A survey of four-year public colleges conducted last fall by the American Association of State Colleges and Universities and the National Association of State Universities and Land-Grant Colleges found that enrollments had increased in states where high-technology industries were booming.
But the survey also found that state-college enrollments had increased in economically depressed states as well.
"In states where slumps in oil, gas, and coal economies have forced people back to school for retraining, campus enrollments are increasing," said a report based on the survey, "When Projections Miss Their Mark."
But higher enrollments in state-supported institutions do not necessarily indicate that more students are attending college overall, cautioned Mr. Healy of Penn State. Many students in those institutions might otherwise have attendedmore expensive private colleges, he noted.
In addition to economic factors favoring college enrollment, Mr. Burtnett said, increased enrollments may be result of more aggressive promotional efforts by admissions officers.
Precisely because colleges have been expecting a decline in enrollments as the college-age population drops, he explained, many recruiters are now seeking applications from a wider pool of prospective students.
Penn State, for example, uses a network of some 2,200 alumni around the country to provide information about the institution to promising high-school students, according to Mr. Healy. Largely as a result, he said, the college received a large number of applications from out-of-state students this year.
Penn State is also among a growing number of institutions that have begun to target their marketing efforts to younger students. The university has produced a brochure, which officials will distribute to every high school and junior high school in Pennsylvania, that encourages youngsters to begin planning for higher education.
The admissions counselors' association has produced a similar brochure for families of 7th- and 8th-grade students, according to Mr. Shunk.
Many colleges have also stepped up their marketing efforts aimed at minority students. "We let students know the university is accepting [minority students], and that people here will be supportive," said Rosetta Gooden, an admissions officer at Emory University in Atlanta.
Even if this year's apparent enrollment surge is confirmed by hard data, the prospects for a continuation of the trend are highly uncertain.
Mr.
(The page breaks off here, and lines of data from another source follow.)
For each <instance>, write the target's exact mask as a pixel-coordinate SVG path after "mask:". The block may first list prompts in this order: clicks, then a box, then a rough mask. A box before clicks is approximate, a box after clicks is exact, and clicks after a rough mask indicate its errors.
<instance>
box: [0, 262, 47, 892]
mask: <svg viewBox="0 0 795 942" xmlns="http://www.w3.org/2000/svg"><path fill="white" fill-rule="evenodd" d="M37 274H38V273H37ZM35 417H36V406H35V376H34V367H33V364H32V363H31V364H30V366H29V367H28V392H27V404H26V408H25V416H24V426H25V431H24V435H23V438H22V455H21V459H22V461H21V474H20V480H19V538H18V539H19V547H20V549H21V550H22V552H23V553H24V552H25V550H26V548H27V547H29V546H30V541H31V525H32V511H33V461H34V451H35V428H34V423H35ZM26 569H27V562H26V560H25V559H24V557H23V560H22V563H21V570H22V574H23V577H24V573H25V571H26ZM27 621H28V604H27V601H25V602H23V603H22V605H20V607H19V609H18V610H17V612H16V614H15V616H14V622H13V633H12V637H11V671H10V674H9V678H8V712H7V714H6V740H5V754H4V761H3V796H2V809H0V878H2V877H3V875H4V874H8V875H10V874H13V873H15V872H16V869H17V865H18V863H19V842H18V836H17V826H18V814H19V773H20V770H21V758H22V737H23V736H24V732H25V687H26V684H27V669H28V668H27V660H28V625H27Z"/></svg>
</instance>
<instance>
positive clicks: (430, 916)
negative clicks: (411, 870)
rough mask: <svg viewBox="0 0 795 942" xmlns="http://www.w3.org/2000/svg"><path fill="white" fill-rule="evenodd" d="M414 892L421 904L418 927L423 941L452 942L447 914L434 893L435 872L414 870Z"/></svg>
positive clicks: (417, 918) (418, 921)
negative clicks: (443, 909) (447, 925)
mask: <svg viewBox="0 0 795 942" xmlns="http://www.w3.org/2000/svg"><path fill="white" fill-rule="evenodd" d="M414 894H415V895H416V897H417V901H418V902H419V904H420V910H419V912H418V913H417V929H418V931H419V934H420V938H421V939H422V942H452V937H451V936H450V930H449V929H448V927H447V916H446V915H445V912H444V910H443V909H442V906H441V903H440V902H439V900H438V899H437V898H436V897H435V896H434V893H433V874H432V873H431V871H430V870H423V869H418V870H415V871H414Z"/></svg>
Burtnett of the admission counselors' group suggests that tougher precollegiate academic standards, imposed as part of the school-reform movement, may help boost the proportion of high-school graduates pursuing higher education.
"At some point, education reform is going to have to start paying some dividends," he said. "The end product of 12 better years of education may be a larger number of college students."
But Mr. Green of the Higher Education Research Institute at ucla warned that this assessment may be premature.
"Campuses that feel they made it through the enrollment crunch may be deceiving themselves," he said. "There will be some surprises about how well enrollment is sustaining itself."
Mr. Green noted that while some colleges have experienced a boom in enrollment, others--particularly community colleges--have suffered declines.
In addition, he said, demographic trends show that the steepest decline in the number of 17-year-olds will take place between 1989 and 1994.
Currently, some 3.5 million Americans are in that age group. That number is expected to decline to 3.4 million by the end of the decade, and to 3.3 million by 1994.
"The congratulatory feeling is a bit premature," Mr. Green concluded. "The worst decline is yet to come."